The square piano, called that despite the fact that they’re actually rectangles, were pianos that were created to fit into the home. Often, they could be disguised as furniture until you remove the pictures and the flower, you remove the cloth, lift the lid and, voilà, it becomes a piano.

One piece in the Cobbe Collection comes in the shape of a half-moon table, hiding a small square piano.

The cabinetry is beautiful and is thought to be by the Dublin cabinet maker William Moore. The interior piano was built circa 1785 by Irishman William Southwell, who had opened his own shop in Dublin by 1782. Because this is a piano that doubles as a piece of furniture, certain elements that would be otherwise prominent in a piano, such as the pedals, have to be disguised. When you look on the underside of the piano, you’ll see a swing-down swell-lever that would have been operated by the pianist’s knee.

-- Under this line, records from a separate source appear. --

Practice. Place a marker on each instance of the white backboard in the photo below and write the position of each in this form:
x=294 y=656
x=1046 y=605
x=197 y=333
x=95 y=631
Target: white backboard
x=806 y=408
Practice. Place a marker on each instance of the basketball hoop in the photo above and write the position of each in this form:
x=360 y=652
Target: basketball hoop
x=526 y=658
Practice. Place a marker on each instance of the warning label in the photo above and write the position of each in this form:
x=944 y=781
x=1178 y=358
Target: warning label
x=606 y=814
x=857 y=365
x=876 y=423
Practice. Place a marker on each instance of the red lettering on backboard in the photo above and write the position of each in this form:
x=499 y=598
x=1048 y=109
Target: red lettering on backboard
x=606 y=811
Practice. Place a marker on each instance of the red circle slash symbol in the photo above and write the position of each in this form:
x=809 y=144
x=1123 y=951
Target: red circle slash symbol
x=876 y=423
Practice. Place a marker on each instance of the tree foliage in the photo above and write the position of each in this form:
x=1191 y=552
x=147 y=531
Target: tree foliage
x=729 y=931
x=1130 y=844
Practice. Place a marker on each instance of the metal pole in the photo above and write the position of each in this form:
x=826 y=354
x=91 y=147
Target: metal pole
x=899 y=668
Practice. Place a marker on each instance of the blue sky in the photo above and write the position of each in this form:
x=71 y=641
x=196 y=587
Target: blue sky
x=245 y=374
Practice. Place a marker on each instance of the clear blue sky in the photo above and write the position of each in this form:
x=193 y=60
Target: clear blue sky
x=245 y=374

Daniel Steibelt – Waltz from Mrs Cobbe’s music manuscript, 1795

The sound of the piano is suited for a small room and an intimate atmosphere.

Another Southwell piano in the collection shows the innovations that he created and patented. Composers wanted pianos with more notes (the usual 18th century piano was only 5 octaves) and, at the same time, consumers wanted pianos that wouldn’t dominate a room. Southwell’s patent from 1794 was important in making 5 ½ octaves the new standard, through adding extra high keys, while still maintaining the original size of the piano.

Southwell Piano from 1794

Southwell Piano from 1794

The music written for this piano, in our example by Southwell himself, takes advantage of these new treble strings by specifically writing for them.

F.W. Southwell – Favourite Waltz

The interaction between the instrument makers, the composers, and the public is an interesting triangle, with each part exerting an influence on the other: composers want more (more keys, more sound, more excitement), the public wants normal, and the instrument makers want to satisfy both.